What pulled several prominent politicians to the side of drivers was the walkout itself--the remarkable unity of drivers over the course of the three-week strike and the overwhelming support from riders and the public. Several local Democrats did make cameo appearances at the picket line late in the strike, and it was reported that Sen. Bernie Sanders, an independent who works with the Democrats in Congress, made calls to management to back the drivers.

Whatever the impact of this support, it's clear that it only developed in the wake of the drivers' success in maintaining their work stoppage with strong public support.

"The only way you can win is coming together," Slingerland explained. "And that's how we did it--first within and then we reached out to you guys." Appealing to the politicians was last on the list of priorities for the drivers as the least important, though possibly helpful, source of allies of the drivers.


Raising Expectations: "If You Don't Fight, You Will Lose. If You Do Fight, You May Win."

The long neoliberal assault on unions, living standards and working conditions has intensified since the Great Recession of 2008. It has had an impact of diminishing expectations of U.S. workers. In the midst of one of the greatest recoveries for corporate profits that the capitalists have ever had--profits coming from stagnating wages, that is--these low expectations and a lack of confidence that labor struggles can be won continues for many workers.

Nancy Welch, a strike supporter and member of United Academics at the University of Vermont, framed another important lesson of the drivers' strike:

Austerity has also taken a grim toll on our consciousness, our expectations.

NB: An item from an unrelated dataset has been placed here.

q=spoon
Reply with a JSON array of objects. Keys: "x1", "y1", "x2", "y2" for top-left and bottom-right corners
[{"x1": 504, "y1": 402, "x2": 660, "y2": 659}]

Austerity attempts to roll back any belief that we can defend ourselves against these attacks, that if we stand and fight, others will stand with us, and that if we stand and fight, we could win...It matters how much [the drivers] struck a blow against diminished expectations.

In a period where strikes are rare; when union officials and organizers downplay their importance or even the possibility that they can take place; and when concessionary, behind-the-scenes deal-making tends to take precedence, the CCTA drivers' strike was a breath of fresh air for a stagnating labor movement.

Winning, of course, leads to rising expectations. In the wake of the CCTA victory, drivers at two other Vermont bus companies moved to form unions.

The old bureaucratic strategies of endless contract negotiations and a largely passive union membership aren't up to the task of fending off the attacks of an emboldened capitalist class, let alone inspiring new union organizing and winning back some of the losses over the last decades.


Moving Forward

While the lessons of the drivers' strike are many, the real question is whether those lessons can be learned, spread and applied to other struggles.

Tristin Adie, speaking at the panel discussion, marked the significance for other unions:

It was members who prepared for this strike, organized and carried it out. It wasn't what usually passes for member involvement--where leadership tells you when to show up, what sign to hold, and when to go home. This was a member-driven strike. For too long, we have been treated as actors on a movie set, and told to show up. The only way we can win is if we're the directors.

With goal of generalizing the lessons about rank-and-file initiative and class struggle unionism, the CCTA Solidarity Committee is continuing to meet and organize on several fronts.

One is supporting rank-and-file initiatives in other Vermont unions. The Committee is also launching reading groups aimed at our own theoretical development, with the first one on Kim Moody's recent In Solidarity: Essays on Working-Class Organization and Strategy in the United States. Planning is also just underway for a "Troublemakers School"--a daylong conference designed to build rank-and-file, social justice unionism--to be held in the fall.